TOSECdev Forum

TOSEC Project => Database / Datfiles => Topic started by: tolie on January 07, 2020, 12:34:28 AM

Title: How to deal with many files and dirs for a ROM?
Post by: tolie on January 07, 2020, 12:34:28 AM
So, I found a popular dump of Nintendo Wii-U ROMS. Some come in a full image (.wud or .wux), but others like "eShop" are just directories with no bounds on file/dir count... thousands per title. So *if* I were to .dat them, I'd hash thousands of files per game? Makes sense until it doesn't. Is there some hidden approach like creating a queue of the files in alphabetical order then creating a .iso from that queue? A standard way at all?

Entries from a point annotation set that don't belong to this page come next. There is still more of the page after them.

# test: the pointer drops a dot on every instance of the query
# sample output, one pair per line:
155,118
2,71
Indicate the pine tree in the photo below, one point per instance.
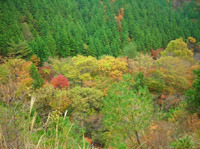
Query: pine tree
19,50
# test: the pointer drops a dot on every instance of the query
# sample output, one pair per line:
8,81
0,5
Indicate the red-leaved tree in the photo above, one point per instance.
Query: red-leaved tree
60,81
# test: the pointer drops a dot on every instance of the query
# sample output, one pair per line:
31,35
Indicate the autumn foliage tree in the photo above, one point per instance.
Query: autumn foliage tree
60,81
178,48
37,79
112,67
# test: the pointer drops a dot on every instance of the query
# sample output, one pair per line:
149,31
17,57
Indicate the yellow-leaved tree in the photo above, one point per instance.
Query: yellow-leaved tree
109,66
178,48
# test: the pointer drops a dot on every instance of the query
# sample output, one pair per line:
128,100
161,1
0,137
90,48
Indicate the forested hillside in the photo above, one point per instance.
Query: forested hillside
70,27
91,74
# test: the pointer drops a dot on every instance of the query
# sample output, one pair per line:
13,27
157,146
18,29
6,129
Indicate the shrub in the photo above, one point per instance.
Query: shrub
60,81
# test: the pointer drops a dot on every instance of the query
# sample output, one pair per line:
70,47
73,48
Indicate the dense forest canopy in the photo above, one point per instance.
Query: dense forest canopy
114,74
97,27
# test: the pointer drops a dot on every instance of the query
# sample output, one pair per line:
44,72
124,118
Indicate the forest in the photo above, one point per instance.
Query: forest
113,74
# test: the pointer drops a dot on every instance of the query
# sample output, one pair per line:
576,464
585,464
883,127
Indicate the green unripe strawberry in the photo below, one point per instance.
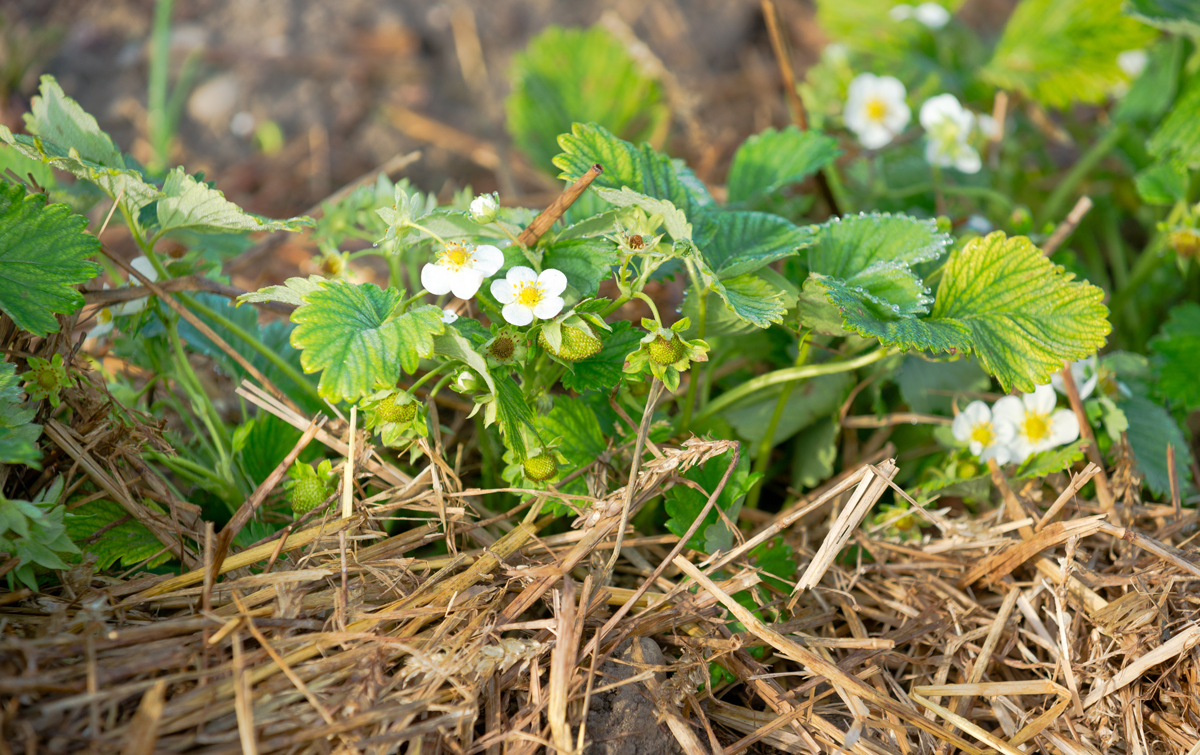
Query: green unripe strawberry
539,468
666,352
307,493
391,412
576,345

Since they are "eShop", I almost think the URL to the official download could be used in some way, but I'm not sure how to find that and even if I did it can't be guaranteed all titles would have a link (or known/public link anyways). The .wud and .wux are easy, just wish they all were  that easy :-/. Also, off topic a bit, but there doesn't seem to be a lot of Wii-U games... is this correct? There seems to be very few titles, even considering the region dupes.
Title: Re: How to deal with many files and dirs for a ROM?
Post by: Maddog on January 07, 2020, 09:14:46 AM
There's a way, but this would be bending the established rules badly: zip all files together as provided, then torrentzip the resulting .zip and finally hash the .zip (as a file) and not the files contained within themselves. Torrentzip produces zips done in a constant way and hashing the resulting zip would be the same as hashing any other "container" format. But as I said, this is not the standard method. Standard would require you to hash individual files, same way as for example MAME is hashing several different roms for every game.

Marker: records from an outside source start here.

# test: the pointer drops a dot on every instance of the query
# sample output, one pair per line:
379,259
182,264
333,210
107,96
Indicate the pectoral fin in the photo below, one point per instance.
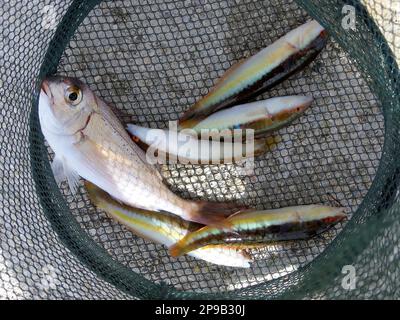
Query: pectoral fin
62,172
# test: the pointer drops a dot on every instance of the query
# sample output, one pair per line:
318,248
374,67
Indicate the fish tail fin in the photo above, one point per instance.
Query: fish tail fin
214,213
263,145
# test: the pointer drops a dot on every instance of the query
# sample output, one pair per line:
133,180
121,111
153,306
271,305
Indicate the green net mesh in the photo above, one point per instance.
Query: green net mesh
151,60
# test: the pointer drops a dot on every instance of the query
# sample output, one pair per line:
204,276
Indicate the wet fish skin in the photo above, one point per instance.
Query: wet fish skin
264,116
90,142
266,226
173,146
256,74
166,229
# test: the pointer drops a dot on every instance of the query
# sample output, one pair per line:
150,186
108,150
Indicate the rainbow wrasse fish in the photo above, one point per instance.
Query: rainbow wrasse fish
89,142
260,72
267,226
164,145
165,229
262,116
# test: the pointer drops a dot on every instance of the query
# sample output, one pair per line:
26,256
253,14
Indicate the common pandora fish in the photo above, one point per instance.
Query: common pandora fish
267,226
262,116
89,141
182,147
165,229
260,72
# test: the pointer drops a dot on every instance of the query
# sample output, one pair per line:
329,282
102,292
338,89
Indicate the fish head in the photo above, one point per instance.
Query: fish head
71,102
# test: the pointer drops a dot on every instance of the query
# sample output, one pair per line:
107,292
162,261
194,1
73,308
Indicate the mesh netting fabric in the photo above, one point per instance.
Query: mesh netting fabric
151,61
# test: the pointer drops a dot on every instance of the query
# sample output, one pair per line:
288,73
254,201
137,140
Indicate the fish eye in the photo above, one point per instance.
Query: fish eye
73,95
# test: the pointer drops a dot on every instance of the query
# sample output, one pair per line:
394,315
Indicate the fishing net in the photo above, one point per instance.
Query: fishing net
153,59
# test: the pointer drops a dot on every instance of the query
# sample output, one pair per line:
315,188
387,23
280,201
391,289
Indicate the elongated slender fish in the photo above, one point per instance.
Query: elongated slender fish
262,116
285,224
187,148
165,229
89,141
260,72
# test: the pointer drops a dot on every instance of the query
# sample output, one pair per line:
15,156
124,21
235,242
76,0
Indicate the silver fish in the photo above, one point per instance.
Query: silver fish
166,229
89,142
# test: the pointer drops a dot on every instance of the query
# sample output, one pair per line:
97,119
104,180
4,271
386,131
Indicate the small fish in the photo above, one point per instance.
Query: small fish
258,73
186,148
89,142
267,226
165,229
262,116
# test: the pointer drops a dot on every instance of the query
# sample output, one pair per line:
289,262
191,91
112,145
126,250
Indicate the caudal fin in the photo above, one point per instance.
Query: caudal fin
214,213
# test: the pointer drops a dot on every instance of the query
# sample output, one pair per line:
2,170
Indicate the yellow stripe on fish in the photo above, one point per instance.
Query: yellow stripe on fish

Wii U has been a badly failed console in terms of sales, so it's not strange that companies didn't exactly rush to publish games for it.
Wikipedia has a list with 767 games, this however includes many download-only: https://en.wikipedia.org/wiki/List_of_Wii_U_games
As for physical releases, a quick Google revealed 157 US releases shortly before the full death of the console, but I am definitely too lazy to check further. :)
Title: Re: How to deal with many files and dirs for a ROM?
Post by: tolie on January 07, 2020, 01:23:50 PM
In that case,  why not just stop at the first zip and hash that? TorrentZip does state it uses "standard values", but I'm not sure how (nothing about the method seems mentioned).

IWith downloaded "ROMS" becoming clearly the majority of ROMS currently, something has to be out there eventually as a suggested standard. The days of dumping media storage are coming to an end slowly (at least half way there maybe?)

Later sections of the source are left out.